Medan Pers – Koordinator Dewan Eksekutif Siswa Pusat di seluruh Indonesia (Koorpus Bem Si), Satria Naulfal, mengatakan bahwa demonstrasi masyarakat mahasiswa dan warga yang disebut “Dark Indonesia” di berbagai bidang adalah bentuk protes terhadap pemerintah.
Menurut Satria, para pengunjuk rasa menyatakan beberapa masalah terbaru untuk menolak kebijakan pengurangan anggaran, menolak untuk meninjau hukum TNI, hukum TNI dan Kantor Kejaksaan.
Baca juga: Bem One -word akan menjadi demo yang menolak efisiensi anggaran, lemari lemak sentil
“Tindakan ini adalah bentuk oposisi terhadap berbagai kebijakan pemerintah yang dianggap lebih jauh dari prinsip -prinsip keadilan sosial, demokrasi dan kemakmuran masyarakat,” kata Satria dalam sebuah pernyataan tertulis pada hari Senin (2/17/2025).

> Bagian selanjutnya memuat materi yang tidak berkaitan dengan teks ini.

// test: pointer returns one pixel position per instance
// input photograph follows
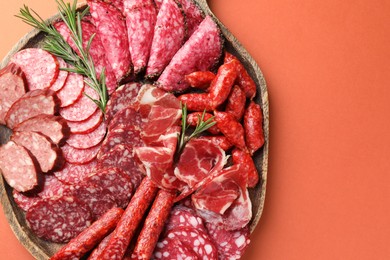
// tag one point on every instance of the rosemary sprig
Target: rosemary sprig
(54, 43)
(201, 126)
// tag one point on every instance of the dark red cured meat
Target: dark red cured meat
(58, 219)
(200, 52)
(41, 149)
(245, 160)
(140, 21)
(12, 87)
(230, 128)
(253, 125)
(83, 141)
(236, 103)
(198, 241)
(79, 156)
(17, 167)
(62, 76)
(90, 237)
(88, 125)
(123, 97)
(130, 220)
(82, 109)
(111, 28)
(115, 182)
(72, 90)
(230, 244)
(169, 35)
(32, 103)
(54, 127)
(45, 70)
(153, 225)
(121, 156)
(75, 173)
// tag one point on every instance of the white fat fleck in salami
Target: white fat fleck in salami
(62, 76)
(169, 34)
(41, 148)
(44, 71)
(111, 28)
(59, 219)
(200, 52)
(31, 104)
(75, 173)
(79, 156)
(82, 109)
(12, 87)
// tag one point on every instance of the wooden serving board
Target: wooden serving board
(41, 249)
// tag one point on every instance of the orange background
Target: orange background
(327, 66)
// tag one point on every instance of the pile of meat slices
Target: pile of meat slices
(113, 185)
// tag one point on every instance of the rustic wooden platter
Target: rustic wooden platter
(41, 249)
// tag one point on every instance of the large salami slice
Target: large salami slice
(201, 52)
(12, 87)
(33, 103)
(59, 219)
(40, 147)
(111, 28)
(45, 70)
(169, 34)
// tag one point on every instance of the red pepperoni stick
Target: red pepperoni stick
(245, 160)
(200, 79)
(193, 119)
(253, 126)
(124, 232)
(236, 103)
(90, 237)
(244, 79)
(230, 128)
(154, 224)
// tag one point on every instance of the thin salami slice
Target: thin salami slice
(201, 52)
(230, 244)
(75, 173)
(83, 141)
(44, 71)
(123, 97)
(17, 167)
(114, 182)
(82, 109)
(59, 219)
(54, 127)
(121, 156)
(169, 34)
(41, 148)
(72, 90)
(79, 156)
(33, 103)
(12, 87)
(88, 125)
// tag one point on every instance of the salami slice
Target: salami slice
(75, 173)
(79, 156)
(169, 34)
(201, 52)
(54, 127)
(41, 148)
(12, 87)
(123, 97)
(33, 103)
(72, 90)
(17, 167)
(82, 109)
(111, 28)
(59, 219)
(45, 70)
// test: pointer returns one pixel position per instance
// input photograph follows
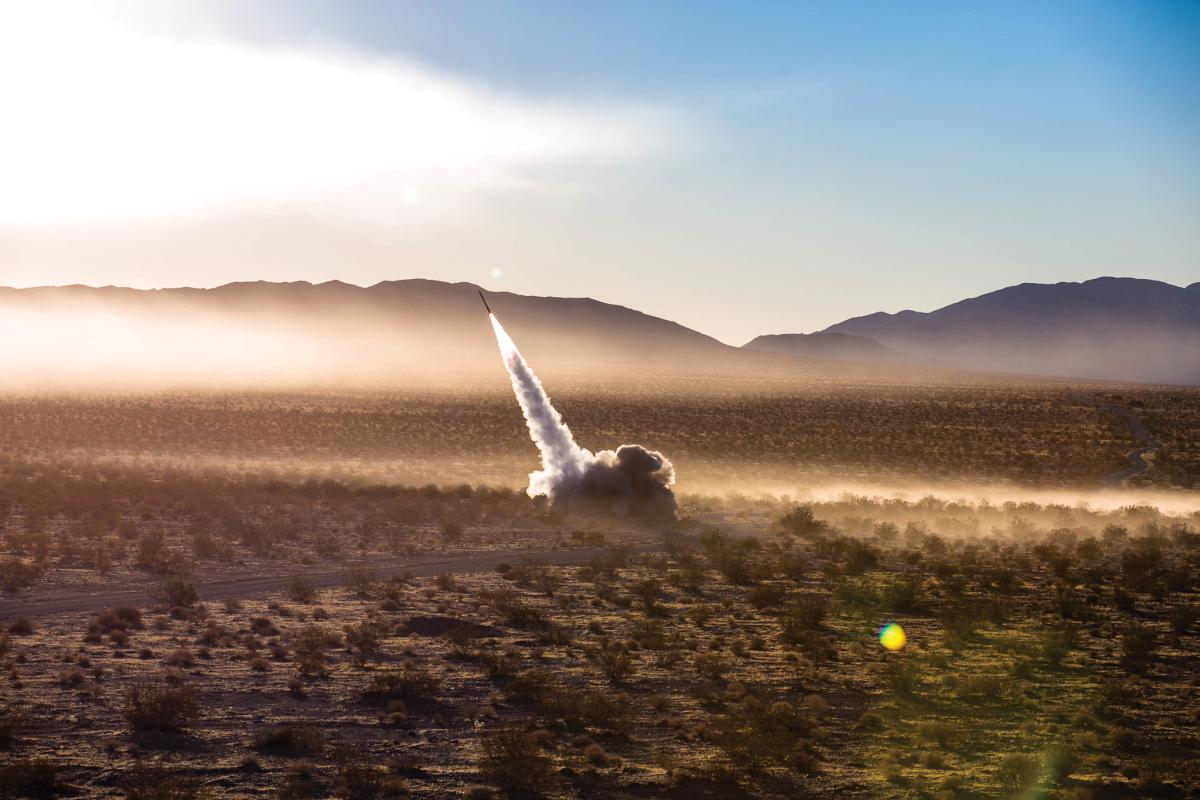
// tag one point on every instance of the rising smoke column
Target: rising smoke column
(630, 481)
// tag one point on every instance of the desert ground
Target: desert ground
(348, 594)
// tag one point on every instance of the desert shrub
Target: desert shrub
(870, 721)
(147, 782)
(175, 591)
(1185, 618)
(615, 665)
(360, 579)
(942, 734)
(804, 614)
(754, 734)
(155, 708)
(292, 741)
(712, 666)
(1138, 649)
(508, 603)
(513, 761)
(29, 777)
(409, 684)
(451, 530)
(1056, 644)
(360, 781)
(766, 595)
(801, 522)
(364, 641)
(1018, 771)
(301, 589)
(7, 731)
(17, 575)
(311, 643)
(985, 687)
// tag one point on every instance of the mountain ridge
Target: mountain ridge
(1107, 328)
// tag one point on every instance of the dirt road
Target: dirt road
(1137, 457)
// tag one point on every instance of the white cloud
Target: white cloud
(107, 125)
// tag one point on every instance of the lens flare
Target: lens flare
(892, 637)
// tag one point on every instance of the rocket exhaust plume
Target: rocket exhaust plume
(630, 481)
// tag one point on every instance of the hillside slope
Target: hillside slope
(1123, 329)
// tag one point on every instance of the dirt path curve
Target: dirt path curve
(97, 597)
(1137, 457)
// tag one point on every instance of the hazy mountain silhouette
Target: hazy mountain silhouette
(339, 332)
(330, 331)
(838, 347)
(1125, 329)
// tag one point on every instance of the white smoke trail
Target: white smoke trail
(631, 480)
(563, 462)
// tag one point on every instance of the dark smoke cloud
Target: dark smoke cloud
(631, 481)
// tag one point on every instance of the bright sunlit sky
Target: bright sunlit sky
(741, 168)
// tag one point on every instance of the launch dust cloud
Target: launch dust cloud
(631, 480)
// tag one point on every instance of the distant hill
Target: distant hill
(1123, 329)
(838, 347)
(329, 331)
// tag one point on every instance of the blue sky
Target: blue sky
(742, 168)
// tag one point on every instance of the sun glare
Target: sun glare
(106, 124)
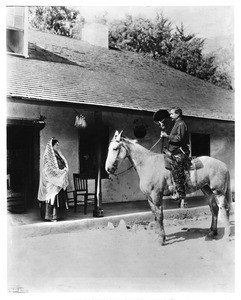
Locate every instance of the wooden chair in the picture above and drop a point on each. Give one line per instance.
(81, 191)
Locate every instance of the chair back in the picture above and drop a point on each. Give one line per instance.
(80, 182)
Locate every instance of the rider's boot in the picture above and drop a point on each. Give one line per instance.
(182, 203)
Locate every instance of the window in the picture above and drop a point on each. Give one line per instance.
(200, 144)
(17, 27)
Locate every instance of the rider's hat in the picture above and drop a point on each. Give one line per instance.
(160, 115)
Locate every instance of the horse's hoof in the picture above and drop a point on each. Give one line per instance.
(212, 233)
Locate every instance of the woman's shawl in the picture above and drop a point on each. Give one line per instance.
(52, 179)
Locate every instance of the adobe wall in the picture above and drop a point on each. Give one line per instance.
(60, 123)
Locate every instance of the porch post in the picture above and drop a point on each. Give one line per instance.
(98, 212)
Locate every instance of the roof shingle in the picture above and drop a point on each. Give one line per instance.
(98, 76)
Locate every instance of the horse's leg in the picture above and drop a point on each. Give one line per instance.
(212, 201)
(158, 208)
(153, 208)
(224, 209)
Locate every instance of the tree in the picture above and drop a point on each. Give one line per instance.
(57, 19)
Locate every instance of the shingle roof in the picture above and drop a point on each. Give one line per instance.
(68, 70)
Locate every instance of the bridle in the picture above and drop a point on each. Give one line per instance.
(128, 156)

Dia menjelaskan bahwa persyaratan aksi massa gelap Indonesia telah meminta pemerintah untuk berhenti memotong anggaran pendidikan dan mempertahankan pendidikan gratis.
Juga, baca: Anggota brimob yang ditusuk terjadi di Jambi ke hotel, bagaimana hasilnya?
Satria mengatakan bahwa anggaran pendidikan penting untuk memastikan bahwa setiap orang memiliki akses ke pendidikan yang murah dan layak.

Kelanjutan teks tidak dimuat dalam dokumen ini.